The song of the same title by Midge Ure was used in the film's theatrical trailer and in the film itself. Dear God was released by Paramount Pictures on November 1, 1996 to mostly negative reviews from critics. The film was a box office bomb, grossing $7,138,523 against a $22 million budget.

==Plot==

Los Angeles con artist Tom Turner is arrested for working cons. He is presently doing them to pay off his gambling debt to the loan shark Junior. Tom is sentenced by the judge to find a full-time job by the end of the week and keep it for at least a year, or be sent to jail.

Tom finds work at the post office sorting mail in the dead letter office. Surrounded by quirky coworkers, Tom finds out what happens to letters addressed to the Easter Bunny, Elvis Presley, and God. Out of curiosity, he reads one of the letters addressed to God. While reading it, from a single mother in need, Tom accidentally drops his paycheck, which is mailed back to her. When he comes to retrieve his paycheck, he sees the good it has done and leaves, not knowing that Rebecca, a burnt-out workaholic lawyer coworker doing pro-bono work, has seen him doing so.

Believing that Tom sent the money on purpose, Rebecca rallies the rest of the dead letter office workers to continue what he has started. Tom, becoming the unwilling leader of the group, starts answering more and more letters asking God for help. The group answers more prayers, enriching people's lives, while Tom tries to find love with Gloria, a coffee bar waitress, and keep out of jail.

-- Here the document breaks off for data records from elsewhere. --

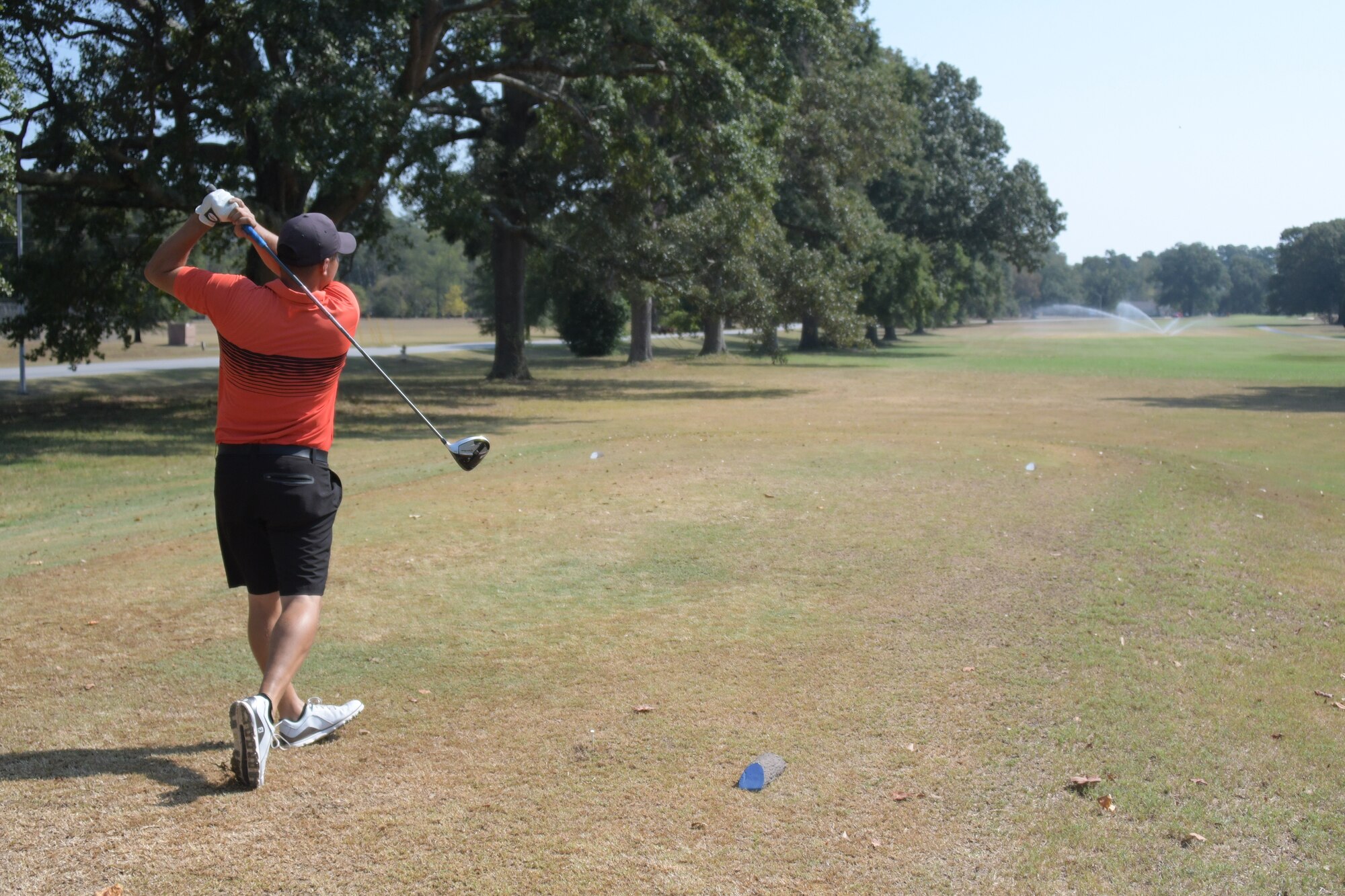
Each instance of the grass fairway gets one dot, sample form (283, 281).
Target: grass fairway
(841, 560)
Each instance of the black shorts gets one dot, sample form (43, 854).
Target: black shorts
(275, 518)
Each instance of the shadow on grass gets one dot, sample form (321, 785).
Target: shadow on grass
(1282, 399)
(150, 762)
(174, 413)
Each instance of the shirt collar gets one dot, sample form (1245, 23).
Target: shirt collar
(279, 287)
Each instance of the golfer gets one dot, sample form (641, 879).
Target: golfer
(275, 495)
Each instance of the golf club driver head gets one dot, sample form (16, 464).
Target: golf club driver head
(470, 451)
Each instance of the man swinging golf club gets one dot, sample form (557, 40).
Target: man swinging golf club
(276, 498)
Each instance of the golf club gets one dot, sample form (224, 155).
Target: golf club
(467, 452)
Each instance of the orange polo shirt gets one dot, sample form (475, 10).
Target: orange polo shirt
(280, 357)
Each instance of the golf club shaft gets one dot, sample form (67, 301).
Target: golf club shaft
(256, 237)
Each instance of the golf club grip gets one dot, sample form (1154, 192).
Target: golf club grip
(256, 237)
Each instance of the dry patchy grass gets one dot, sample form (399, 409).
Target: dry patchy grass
(841, 560)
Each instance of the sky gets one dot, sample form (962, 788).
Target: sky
(1156, 123)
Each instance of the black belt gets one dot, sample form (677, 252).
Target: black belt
(317, 455)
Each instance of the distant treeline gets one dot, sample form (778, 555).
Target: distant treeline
(1304, 275)
(606, 165)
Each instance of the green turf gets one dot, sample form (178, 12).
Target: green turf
(841, 560)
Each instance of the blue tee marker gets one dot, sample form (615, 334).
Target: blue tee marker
(762, 772)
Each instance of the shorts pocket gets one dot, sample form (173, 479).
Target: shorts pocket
(337, 489)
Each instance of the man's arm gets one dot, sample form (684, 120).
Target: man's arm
(171, 257)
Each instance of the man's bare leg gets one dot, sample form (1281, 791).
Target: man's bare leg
(280, 631)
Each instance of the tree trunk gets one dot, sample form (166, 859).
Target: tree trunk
(509, 244)
(809, 338)
(509, 263)
(714, 345)
(642, 331)
(770, 341)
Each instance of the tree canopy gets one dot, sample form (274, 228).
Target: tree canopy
(1311, 271)
(603, 161)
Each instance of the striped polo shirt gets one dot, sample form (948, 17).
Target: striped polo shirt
(279, 357)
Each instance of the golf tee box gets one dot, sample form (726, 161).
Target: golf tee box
(762, 772)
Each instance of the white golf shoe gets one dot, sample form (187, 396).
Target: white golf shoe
(317, 721)
(254, 736)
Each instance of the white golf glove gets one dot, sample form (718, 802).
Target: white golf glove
(217, 206)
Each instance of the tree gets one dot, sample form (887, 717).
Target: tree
(848, 127)
(1109, 280)
(1191, 278)
(306, 108)
(900, 290)
(956, 193)
(652, 208)
(455, 302)
(1249, 279)
(1311, 271)
(11, 99)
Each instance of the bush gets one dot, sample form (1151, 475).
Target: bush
(590, 322)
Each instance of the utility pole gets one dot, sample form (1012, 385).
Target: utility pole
(24, 362)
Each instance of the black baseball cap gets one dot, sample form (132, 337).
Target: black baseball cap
(310, 239)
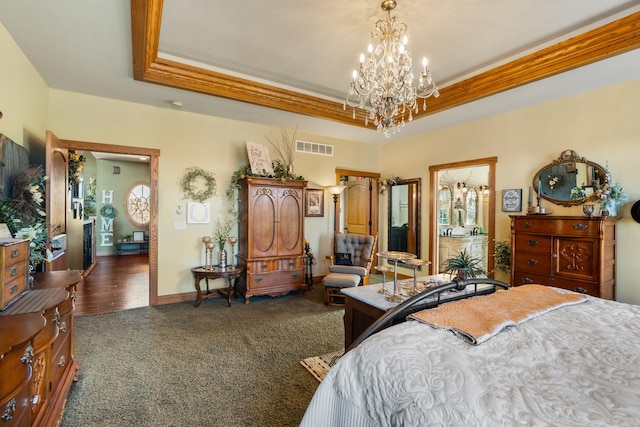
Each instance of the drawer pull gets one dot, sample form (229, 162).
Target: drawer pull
(27, 357)
(9, 410)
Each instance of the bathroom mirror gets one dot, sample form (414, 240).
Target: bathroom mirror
(555, 180)
(444, 205)
(404, 216)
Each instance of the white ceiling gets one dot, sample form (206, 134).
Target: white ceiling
(310, 46)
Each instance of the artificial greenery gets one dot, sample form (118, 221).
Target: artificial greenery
(280, 171)
(108, 211)
(75, 167)
(198, 184)
(463, 266)
(23, 213)
(222, 232)
(502, 256)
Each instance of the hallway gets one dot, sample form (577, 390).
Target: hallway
(116, 283)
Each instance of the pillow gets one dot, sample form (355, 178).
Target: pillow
(343, 259)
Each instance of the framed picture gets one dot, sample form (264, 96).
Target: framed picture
(314, 203)
(198, 213)
(512, 200)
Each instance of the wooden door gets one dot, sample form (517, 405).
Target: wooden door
(358, 206)
(290, 224)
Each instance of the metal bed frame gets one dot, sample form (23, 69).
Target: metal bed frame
(416, 303)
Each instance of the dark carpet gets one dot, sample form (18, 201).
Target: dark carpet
(178, 365)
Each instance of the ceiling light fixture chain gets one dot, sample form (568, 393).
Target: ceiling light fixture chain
(383, 86)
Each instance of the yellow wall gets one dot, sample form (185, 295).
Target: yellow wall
(601, 126)
(214, 144)
(24, 97)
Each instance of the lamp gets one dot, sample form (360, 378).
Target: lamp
(383, 84)
(335, 190)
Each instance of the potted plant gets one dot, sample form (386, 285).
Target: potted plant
(463, 266)
(502, 256)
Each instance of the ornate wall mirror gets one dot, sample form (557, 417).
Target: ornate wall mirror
(404, 216)
(471, 203)
(555, 181)
(445, 204)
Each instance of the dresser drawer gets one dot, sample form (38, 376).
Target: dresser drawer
(549, 226)
(13, 290)
(533, 243)
(274, 279)
(534, 262)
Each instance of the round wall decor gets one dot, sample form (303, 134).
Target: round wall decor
(635, 211)
(198, 184)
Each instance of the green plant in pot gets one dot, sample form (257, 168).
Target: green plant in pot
(463, 266)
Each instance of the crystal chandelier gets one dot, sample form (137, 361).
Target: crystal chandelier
(383, 86)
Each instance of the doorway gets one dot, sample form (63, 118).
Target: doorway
(484, 221)
(357, 213)
(55, 145)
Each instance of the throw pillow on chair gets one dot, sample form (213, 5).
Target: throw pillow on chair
(343, 259)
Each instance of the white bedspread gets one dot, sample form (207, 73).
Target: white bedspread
(575, 366)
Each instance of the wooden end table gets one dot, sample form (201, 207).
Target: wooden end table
(215, 272)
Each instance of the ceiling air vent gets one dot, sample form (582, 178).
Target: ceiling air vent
(314, 148)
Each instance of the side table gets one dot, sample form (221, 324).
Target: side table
(215, 272)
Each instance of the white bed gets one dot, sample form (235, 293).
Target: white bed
(577, 365)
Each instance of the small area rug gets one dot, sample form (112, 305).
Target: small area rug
(319, 366)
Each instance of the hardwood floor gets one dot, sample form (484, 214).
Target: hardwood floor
(116, 283)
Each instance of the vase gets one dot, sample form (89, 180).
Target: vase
(610, 209)
(222, 258)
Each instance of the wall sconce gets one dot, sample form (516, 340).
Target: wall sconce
(335, 190)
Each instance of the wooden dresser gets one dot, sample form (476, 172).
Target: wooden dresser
(576, 253)
(271, 236)
(47, 352)
(14, 269)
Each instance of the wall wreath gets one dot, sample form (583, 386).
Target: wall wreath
(198, 184)
(108, 211)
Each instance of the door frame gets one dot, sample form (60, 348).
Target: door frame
(154, 160)
(433, 209)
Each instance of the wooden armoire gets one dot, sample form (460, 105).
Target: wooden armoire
(271, 236)
(570, 252)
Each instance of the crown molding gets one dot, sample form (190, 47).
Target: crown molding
(617, 37)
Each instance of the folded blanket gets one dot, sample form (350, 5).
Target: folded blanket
(477, 319)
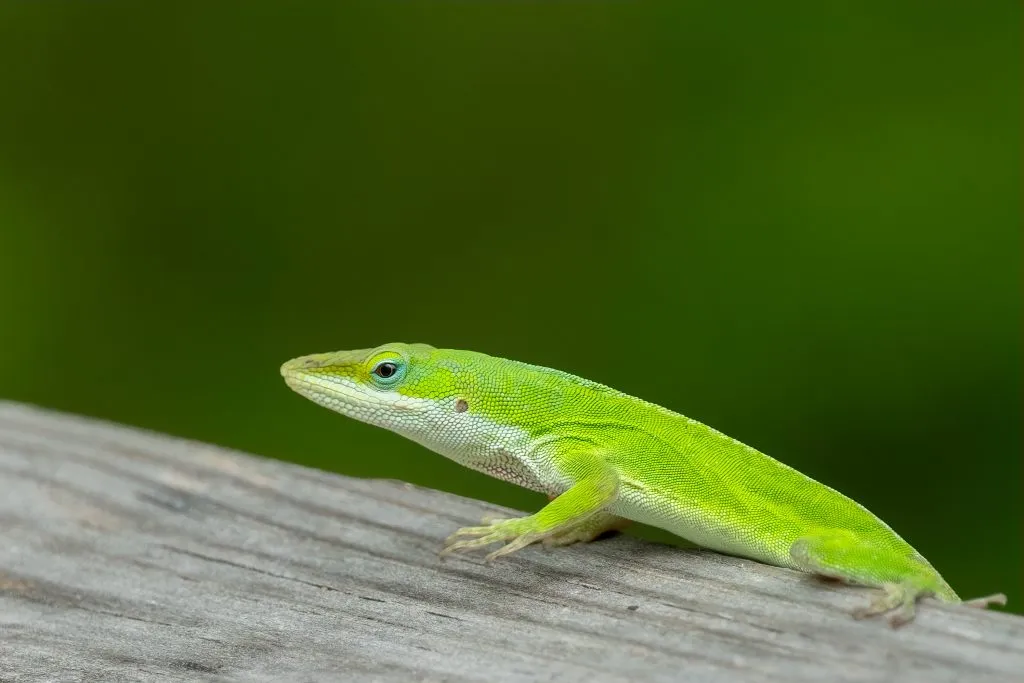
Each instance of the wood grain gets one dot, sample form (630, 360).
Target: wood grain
(132, 556)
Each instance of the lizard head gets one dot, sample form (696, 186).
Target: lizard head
(401, 387)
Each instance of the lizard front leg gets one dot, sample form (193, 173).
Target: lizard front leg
(569, 517)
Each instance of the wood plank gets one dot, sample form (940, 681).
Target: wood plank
(128, 555)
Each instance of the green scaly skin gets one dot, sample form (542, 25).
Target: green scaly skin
(605, 458)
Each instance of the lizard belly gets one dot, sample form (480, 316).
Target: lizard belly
(698, 525)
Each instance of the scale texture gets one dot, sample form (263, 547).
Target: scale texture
(132, 556)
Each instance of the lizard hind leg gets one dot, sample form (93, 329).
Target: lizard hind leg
(588, 529)
(902, 577)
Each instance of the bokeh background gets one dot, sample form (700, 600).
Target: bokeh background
(799, 222)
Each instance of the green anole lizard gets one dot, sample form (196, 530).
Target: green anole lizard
(604, 458)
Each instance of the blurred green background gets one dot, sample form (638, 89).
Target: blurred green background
(799, 222)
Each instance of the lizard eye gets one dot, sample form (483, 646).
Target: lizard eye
(385, 370)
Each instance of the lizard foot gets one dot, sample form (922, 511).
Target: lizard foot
(515, 531)
(895, 598)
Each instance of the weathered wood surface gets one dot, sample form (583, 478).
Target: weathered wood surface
(131, 556)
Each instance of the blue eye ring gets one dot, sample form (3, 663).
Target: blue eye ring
(388, 371)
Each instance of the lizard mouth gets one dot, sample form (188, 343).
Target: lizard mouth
(347, 396)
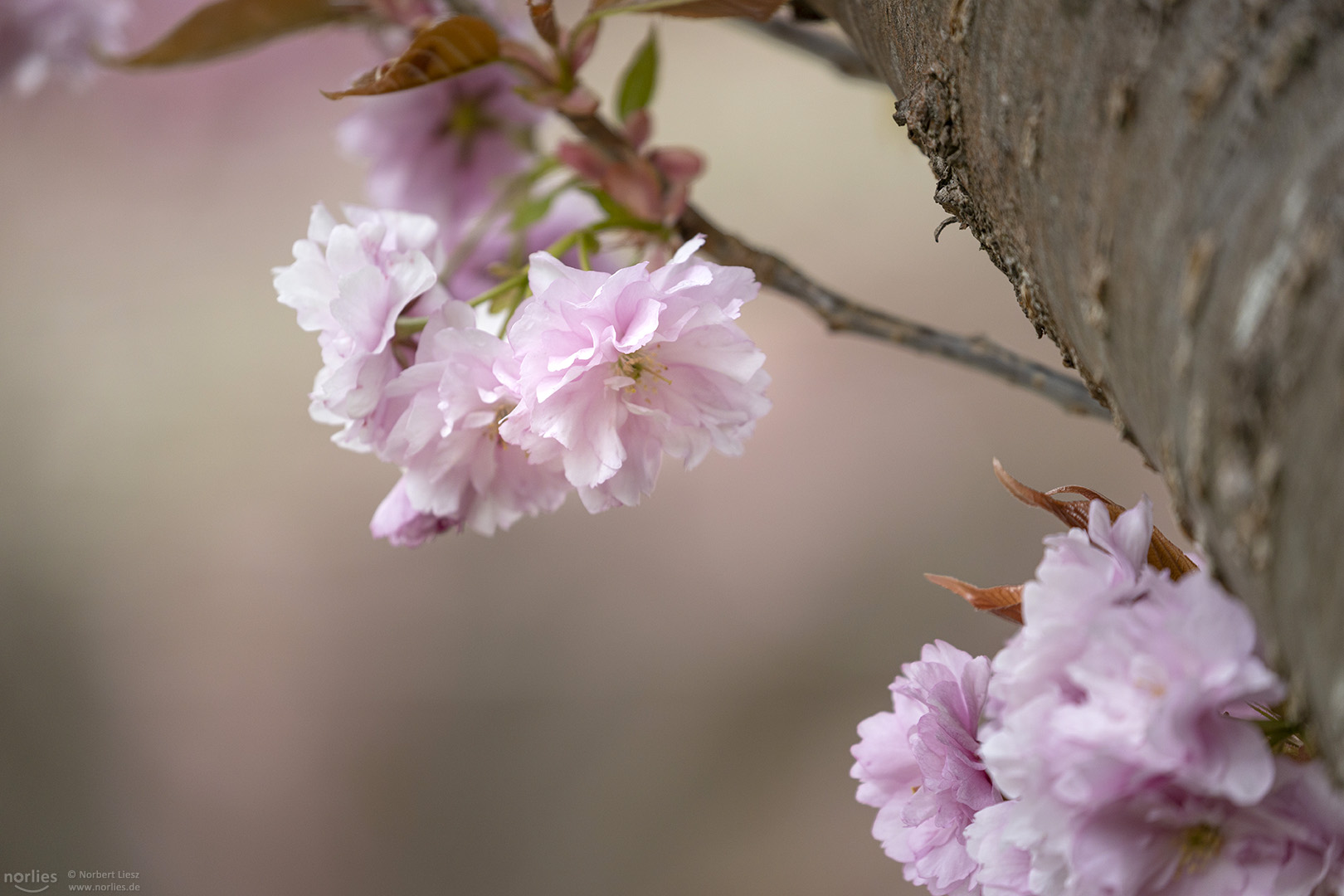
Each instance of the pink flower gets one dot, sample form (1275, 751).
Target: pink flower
(1113, 727)
(446, 148)
(919, 766)
(619, 368)
(348, 284)
(446, 437)
(1166, 841)
(1127, 676)
(398, 520)
(45, 38)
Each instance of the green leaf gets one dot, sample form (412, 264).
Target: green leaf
(640, 78)
(230, 26)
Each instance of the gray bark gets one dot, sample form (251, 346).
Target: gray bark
(1163, 183)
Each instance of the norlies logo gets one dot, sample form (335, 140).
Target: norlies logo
(30, 881)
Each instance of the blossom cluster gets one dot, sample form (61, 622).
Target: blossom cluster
(500, 377)
(597, 377)
(1110, 748)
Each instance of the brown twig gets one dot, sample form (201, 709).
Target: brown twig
(845, 316)
(830, 50)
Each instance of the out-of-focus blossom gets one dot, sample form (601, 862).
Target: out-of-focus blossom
(652, 187)
(405, 527)
(1127, 674)
(617, 368)
(1113, 730)
(446, 149)
(348, 284)
(446, 437)
(919, 767)
(41, 39)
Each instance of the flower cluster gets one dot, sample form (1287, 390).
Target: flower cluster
(596, 377)
(1109, 748)
(45, 38)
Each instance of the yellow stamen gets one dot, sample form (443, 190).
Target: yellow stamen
(1200, 845)
(637, 364)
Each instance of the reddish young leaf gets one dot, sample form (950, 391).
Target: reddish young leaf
(1161, 553)
(230, 26)
(758, 10)
(1004, 601)
(440, 51)
(543, 19)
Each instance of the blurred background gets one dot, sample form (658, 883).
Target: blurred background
(212, 677)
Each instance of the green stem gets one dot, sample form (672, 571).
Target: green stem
(407, 327)
(500, 288)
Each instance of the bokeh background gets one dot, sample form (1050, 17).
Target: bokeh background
(212, 677)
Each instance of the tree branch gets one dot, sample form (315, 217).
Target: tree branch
(845, 314)
(830, 50)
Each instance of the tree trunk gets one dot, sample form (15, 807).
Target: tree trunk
(1163, 183)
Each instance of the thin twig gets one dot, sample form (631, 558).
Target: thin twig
(832, 50)
(843, 314)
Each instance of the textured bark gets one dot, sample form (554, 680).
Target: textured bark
(1163, 183)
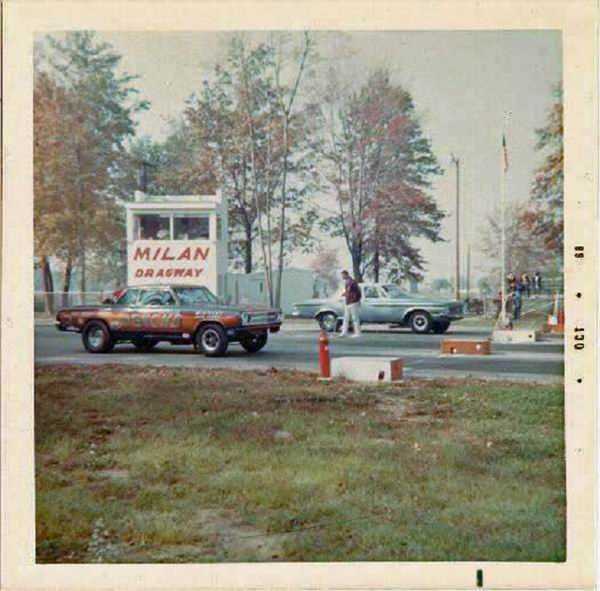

After the loan shark trashes Tom's apartment, things are replaced by 'God' or rather his coworkers. Webster, Junior's 'heavy', stops by to let him know that he was hit by a bus, so is off the hook for the loan.

Others begin to step up, replacing Christmas presents stolen from the Salvation Army. The Santa Monica homeless had canned goods delivered to them as requested, and 5,000 in cash comes in. Tom, believing that it is a trap, suggests they lie low for a while.
The postmaster general announces on a news report that it is a federal offense for postal workers to open mail not addressed to them. The postal police show up to arrest Idris Abraham, as he took responsibility for giving a homeless man a trumpet.

Tom confesses on television, saying that it was all him. Rebecca, acting as his defense attourney, calls the other postal workers from the department. As she is making her closing statements, Herman, a fellow postal worker who sees that Rebecca is losing, calls in postal carriers from throughout Los Angeles. They fill the streets around the courthouse demanding that Tom be released. The judge declares him not guilty, only holding him to complete the 12 months of work sentenced to him in the previous hearing.

==Reception==
Dear God received generally negative reviews from critics. Siskel & Ebert gave the film two thumbs down upon its release. James Berardinelli gave the film one star and explained, "At least after seeing this movie, I understand where the title came from - starting about thirty minutes into this interminable, unfunny feature, I began looking at my watch every few minutes and thinking, 'Dear God, is this ever going to end?' A sickeningly bad pastiche of much better pictures - It's a Wonderful Life, Miracle on 34th Street, and (believe it or not) Spartacus all leap to mind - Dear God is the worst excuse for a holiday film since Nora Ephron's hideous Mixed Nuts."

As of April 2025, film review aggregator Rotten Tomatoes had given the film a 14% positive rating, based on reviews from 35 critics. The consensus summarizes: "Dear God never had a prayer, with Greg Kinnear's angelic charisma weighted down by a screenplay bereft of wit but heavy on schmaltz."